Prep: 15 min Total Time: 50 min Servings: 6 servings
• 1/2 cup PHILADELPHIA Santa Fe Blend Cooking Creme
• 1 can (28 oz.) crushed tomatoes
• 1-1/2 tsp. chili powder
• 1/2 tsp. ground cumin
• 1 can (15 oz.) black beans, rinsed
• 2-1/2 cups chopped cooked chicken
• 1-1/3 cups Pizza Shredded Mozzarella & Cheddar Cheeses, divided
• 10 whole wheat tortillas (6 inch)
Directions
1. Heat oven 375°F.
2. Whisk cooking creme and 1/2 cup tomatoes in medium bowl until well blended. Stir in remaining tomatoes, chili powder, cumin and beans.
3. Combine chicken, 3/4 cup bean mixture and 1/3 cup shredded cheese. Spoon 1/3 cup chicken mixture down center of each tortilla; roll up. Place, seam-sides down, in 13x9-inch baking dish sprayed with cooking spray. Top with remaining bean mixture and shredded cheese.

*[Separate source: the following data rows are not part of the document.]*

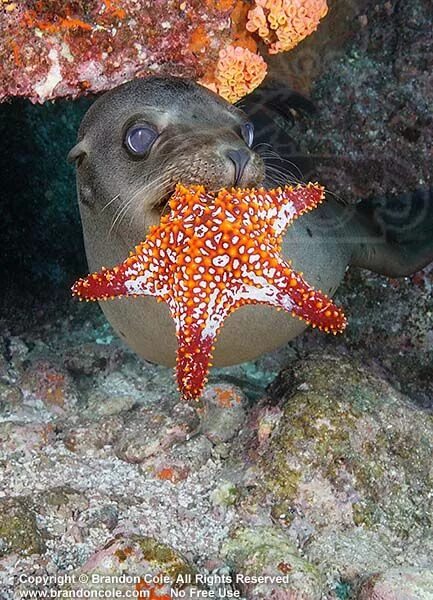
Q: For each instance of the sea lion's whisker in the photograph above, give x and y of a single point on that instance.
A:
(116, 197)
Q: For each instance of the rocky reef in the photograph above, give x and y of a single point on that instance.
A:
(65, 48)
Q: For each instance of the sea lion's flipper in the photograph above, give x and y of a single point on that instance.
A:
(395, 235)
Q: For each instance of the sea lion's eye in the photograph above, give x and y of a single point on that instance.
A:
(247, 131)
(139, 138)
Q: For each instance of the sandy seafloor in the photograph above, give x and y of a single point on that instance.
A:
(313, 462)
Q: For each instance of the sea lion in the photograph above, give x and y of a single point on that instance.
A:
(138, 140)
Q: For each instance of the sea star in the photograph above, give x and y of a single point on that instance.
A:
(211, 254)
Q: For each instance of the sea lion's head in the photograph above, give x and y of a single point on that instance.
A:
(138, 140)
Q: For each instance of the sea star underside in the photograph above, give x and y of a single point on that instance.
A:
(211, 254)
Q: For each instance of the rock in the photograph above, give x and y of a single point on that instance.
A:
(47, 382)
(10, 396)
(92, 358)
(267, 551)
(347, 468)
(25, 437)
(145, 564)
(224, 412)
(91, 437)
(225, 494)
(399, 584)
(148, 432)
(19, 533)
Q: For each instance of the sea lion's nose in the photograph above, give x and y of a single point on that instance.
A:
(240, 159)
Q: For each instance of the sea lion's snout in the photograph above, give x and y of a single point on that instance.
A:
(149, 134)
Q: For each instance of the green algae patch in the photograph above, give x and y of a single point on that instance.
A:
(267, 551)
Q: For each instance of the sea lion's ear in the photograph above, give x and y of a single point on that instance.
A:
(78, 152)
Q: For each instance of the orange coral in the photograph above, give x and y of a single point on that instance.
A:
(238, 72)
(282, 24)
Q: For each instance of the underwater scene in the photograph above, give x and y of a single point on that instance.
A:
(216, 309)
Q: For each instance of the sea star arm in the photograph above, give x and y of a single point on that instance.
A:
(197, 324)
(284, 288)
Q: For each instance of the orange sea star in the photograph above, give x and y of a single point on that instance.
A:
(211, 254)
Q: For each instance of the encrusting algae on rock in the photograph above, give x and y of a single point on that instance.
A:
(211, 254)
(282, 24)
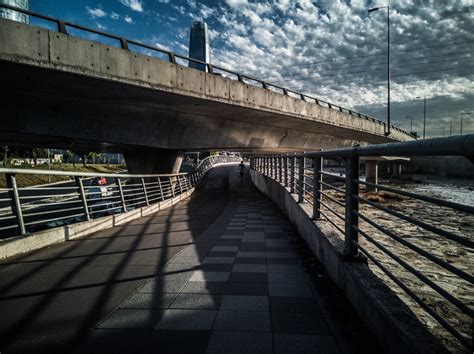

4. Bake 30 to 35 min. or until enchiladas are heated through and cheese is melted.
Verdict
This is a family favorite, even A gobbled up the beans. I served it with salad...which is my go to side when I have no idea what to serve. I’d love to have a easy and yummy bean and/or rice recipe to serve with this, got one?